There are hundreds of ways to determine whether a stock is undervalued or not. Some methods always work well, while other methods work for only a short time. Some methods are complicated, but others are simple.
I have been using a couple of simple systems during the past 25 years that really work well. The first system is designed to find undervalued growth stocks, and the second system is designed to find bargain-priced value stocks. I call the first system the PEG (price/earnings to growth) ratio and the second the Benjamin Graham system.
Twenty-five years ago, Standard & Poor’s created the PEG ratio to measure the degree to which a growth stock is undervalued. I use the ratio to find high-quality growth stocks selling at reasonable prices. The PEG ratio is calculated by dividing the price to earnings (P/E) ratio by the earnings growth rate. The price used in the P/E ratio is the stock’s most recent closing price.
Earnings consist of estimated earnings per share (EPS) for the next 12 months. The growth rate (the “G” in the PEG ratio) is the estimated rate of EPS growth for the next five years. A PEG ratio of less than 1.00 indicates that a stock is undervalued. The lowest PEG ratios are best.
In addition to a low PEG ratio, I look for good quality companies with a history of steady earnings and dividends growth. Quality companies may not be extreme bargains, but high-quality companies will likely produce dividend income and price appreciation upon which you can rely.
There is a very simple measure to determine which companies are high-quality and have produced steady earnings and dividend performance during the past five to 10 years. Standard & Poor’s evaluates most stocks and assigns a ranking that they call the S&P Quality Ranking.
Companies with A+, A and A- S&P Rankings indicate high quality.
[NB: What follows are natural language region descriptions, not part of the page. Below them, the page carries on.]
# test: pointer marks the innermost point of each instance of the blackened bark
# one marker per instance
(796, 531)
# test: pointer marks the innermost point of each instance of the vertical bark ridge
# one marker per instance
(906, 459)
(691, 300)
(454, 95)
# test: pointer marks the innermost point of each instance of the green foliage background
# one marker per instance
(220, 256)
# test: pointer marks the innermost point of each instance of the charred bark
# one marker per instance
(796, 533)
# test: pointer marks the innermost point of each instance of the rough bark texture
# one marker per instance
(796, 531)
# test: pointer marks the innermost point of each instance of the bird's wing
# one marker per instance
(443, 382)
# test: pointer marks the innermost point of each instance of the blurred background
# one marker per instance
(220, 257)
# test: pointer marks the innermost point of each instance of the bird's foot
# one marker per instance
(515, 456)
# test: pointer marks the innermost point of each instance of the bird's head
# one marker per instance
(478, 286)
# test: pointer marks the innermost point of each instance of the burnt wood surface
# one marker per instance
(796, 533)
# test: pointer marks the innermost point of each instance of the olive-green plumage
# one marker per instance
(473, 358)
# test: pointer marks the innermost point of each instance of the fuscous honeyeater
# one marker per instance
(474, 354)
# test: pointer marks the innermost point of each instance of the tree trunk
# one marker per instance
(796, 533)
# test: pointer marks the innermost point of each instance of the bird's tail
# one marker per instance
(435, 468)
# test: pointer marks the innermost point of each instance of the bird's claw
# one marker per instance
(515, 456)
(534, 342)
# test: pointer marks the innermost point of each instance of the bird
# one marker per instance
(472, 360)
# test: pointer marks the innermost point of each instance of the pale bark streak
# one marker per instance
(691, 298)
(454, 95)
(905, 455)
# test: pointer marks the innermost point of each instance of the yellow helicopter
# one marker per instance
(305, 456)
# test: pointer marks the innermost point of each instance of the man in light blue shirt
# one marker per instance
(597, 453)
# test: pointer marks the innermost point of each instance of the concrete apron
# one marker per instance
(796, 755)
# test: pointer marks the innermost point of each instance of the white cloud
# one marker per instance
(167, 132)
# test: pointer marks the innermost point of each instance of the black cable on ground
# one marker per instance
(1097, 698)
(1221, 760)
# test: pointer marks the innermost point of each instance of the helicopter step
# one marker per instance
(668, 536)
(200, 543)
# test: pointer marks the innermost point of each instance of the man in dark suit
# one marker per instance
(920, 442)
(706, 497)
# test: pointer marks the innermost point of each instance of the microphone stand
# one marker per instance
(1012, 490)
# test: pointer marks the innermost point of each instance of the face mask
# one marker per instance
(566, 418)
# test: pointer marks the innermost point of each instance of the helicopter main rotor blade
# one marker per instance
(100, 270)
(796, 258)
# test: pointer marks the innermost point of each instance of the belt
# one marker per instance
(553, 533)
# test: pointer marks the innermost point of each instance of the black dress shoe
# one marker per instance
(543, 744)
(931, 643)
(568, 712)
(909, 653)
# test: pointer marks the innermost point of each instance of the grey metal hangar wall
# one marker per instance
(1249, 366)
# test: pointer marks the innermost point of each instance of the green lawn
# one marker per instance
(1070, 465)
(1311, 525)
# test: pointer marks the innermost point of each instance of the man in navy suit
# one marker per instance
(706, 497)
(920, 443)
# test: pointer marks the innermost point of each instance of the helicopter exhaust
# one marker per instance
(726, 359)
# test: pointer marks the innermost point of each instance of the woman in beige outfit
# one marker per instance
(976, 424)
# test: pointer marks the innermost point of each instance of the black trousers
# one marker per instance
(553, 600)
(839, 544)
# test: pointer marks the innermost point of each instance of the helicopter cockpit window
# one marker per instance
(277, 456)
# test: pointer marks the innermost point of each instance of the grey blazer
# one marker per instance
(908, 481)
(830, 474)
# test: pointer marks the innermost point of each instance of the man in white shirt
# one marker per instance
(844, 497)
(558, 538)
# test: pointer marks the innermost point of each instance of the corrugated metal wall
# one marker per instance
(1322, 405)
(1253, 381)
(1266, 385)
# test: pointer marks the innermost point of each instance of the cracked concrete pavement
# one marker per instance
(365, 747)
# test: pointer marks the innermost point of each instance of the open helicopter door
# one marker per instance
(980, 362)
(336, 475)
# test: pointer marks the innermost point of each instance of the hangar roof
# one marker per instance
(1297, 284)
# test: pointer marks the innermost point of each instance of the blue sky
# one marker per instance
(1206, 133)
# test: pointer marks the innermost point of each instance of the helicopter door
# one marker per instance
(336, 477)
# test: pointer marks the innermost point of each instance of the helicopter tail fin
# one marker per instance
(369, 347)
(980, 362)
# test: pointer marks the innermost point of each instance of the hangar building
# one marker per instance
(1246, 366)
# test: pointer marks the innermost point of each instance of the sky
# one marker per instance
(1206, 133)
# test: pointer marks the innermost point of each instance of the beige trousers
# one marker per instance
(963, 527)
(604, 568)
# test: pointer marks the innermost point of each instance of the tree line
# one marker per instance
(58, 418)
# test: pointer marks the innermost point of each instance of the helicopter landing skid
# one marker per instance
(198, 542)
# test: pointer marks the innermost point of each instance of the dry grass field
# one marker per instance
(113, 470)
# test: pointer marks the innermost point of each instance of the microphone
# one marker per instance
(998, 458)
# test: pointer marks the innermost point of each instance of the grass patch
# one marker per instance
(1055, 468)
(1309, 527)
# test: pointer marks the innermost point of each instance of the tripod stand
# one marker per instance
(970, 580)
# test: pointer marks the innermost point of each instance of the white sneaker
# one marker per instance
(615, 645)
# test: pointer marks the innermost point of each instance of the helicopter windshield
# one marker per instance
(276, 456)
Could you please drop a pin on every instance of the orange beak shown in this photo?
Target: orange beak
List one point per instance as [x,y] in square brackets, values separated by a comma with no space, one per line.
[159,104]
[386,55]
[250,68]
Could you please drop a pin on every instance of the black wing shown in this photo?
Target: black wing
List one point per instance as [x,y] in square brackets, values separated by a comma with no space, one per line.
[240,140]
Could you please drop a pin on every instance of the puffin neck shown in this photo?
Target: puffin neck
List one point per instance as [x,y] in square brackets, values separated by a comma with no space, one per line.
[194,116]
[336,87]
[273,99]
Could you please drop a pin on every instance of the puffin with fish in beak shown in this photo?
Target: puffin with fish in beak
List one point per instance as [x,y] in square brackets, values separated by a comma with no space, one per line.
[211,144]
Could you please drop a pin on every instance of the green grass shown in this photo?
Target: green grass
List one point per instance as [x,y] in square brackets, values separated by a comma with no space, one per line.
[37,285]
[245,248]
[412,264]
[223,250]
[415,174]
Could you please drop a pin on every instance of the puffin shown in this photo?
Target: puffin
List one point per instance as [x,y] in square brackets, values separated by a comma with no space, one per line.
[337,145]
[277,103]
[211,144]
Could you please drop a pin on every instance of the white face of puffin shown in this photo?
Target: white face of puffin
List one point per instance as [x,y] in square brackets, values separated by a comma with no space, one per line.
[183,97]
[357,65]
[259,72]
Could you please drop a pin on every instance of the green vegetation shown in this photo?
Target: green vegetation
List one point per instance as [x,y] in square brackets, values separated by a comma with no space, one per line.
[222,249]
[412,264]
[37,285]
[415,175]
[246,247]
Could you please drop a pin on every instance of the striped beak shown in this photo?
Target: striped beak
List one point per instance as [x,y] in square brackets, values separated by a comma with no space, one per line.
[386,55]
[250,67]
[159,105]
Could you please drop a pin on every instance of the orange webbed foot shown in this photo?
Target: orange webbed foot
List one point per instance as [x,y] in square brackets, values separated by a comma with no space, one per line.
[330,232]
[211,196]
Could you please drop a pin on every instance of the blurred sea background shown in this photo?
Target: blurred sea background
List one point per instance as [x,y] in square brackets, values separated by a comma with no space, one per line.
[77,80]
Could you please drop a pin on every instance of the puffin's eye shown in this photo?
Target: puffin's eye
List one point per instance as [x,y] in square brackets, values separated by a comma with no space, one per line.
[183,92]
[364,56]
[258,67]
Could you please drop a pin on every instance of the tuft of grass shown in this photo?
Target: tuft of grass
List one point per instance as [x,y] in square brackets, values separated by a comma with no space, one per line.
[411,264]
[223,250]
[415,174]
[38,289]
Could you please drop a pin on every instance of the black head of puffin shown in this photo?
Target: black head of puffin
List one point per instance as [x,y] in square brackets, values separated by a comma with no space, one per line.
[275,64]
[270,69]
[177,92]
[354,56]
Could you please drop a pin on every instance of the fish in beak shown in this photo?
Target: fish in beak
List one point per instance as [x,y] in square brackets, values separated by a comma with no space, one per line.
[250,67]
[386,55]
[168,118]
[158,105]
I generally like to find companies with these rankings, although I will often include a company with a B+ ranking, if I believe the company has good prospects and a solid balance sheet with little debt.
During the past five years, I have recommended companies with low PEG ratios every six months in the Cabot Benjamin Graham Value Letter. My recommendations have increased 22% compared to a decline of 7% for the Standard & Poor’s 500 Index during the same period. High-quality stocks with low PEG ratios have consistently outperformed the stock market indexes in advancing and declining markets. Investing in growth stocks at bargain prices makes sense in any stock market environment.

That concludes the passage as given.